Using 1K Tempcos with Electronotes designs
Debby and Gene Stopp
squarewave at jps.net
Mon Oct 19 00:23:14 CEST 1998
Hi DIY,
Gosh guys seems like I never contribute anymore. :( The truth is that my
DIY stuff has come to a standstill, between babies and work I only get the
chance to lurk every other week or so. My last time-killer was a week-long
business trip to communist China (so life continues to be interesting but
just not synth-related).
Anyway I just wanted to mention that I laid out the ASM-1 so that the tempco
is located in a resistor divider after the CV summing amp (which has the
v/oct trimmer in it's feedback loop). I have seen some tempco's that do not
behave inside the feedback loop of the CV summer (an unexplained phenomena,
perhaps related to some kind of inductance causing the op-amp to oscillate).

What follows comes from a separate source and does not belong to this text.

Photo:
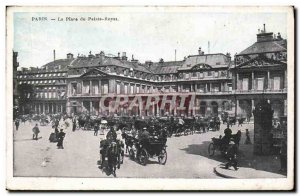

I think it was Chris List who got them, and emailed me to say that they
didn't work, and then he sent me some and I tried them and sure enough,
totally non-linear behavior. After I found that they worked fine in a normal
divider after the op-amp's output, I stopped pursuing the issue to there it
rests. Other tempco users should perhaps be on the lookout for this -
probably many tempco's are wirewound so if it was an inductance-related
thing then it may resurface in other designs. Come to think of it, maybe it
was just a TL-082 related thing? Ah well, I'll spend no further time on the
matter.
Oh yeah my point is that when you use the tempco in the divider after the
op-amp, you can use either 1K or 2K types and just stuff the other
resistor(s) appropriately to maintain the 18.02mv at the base of the expo
converter tranny. I've done both with good results.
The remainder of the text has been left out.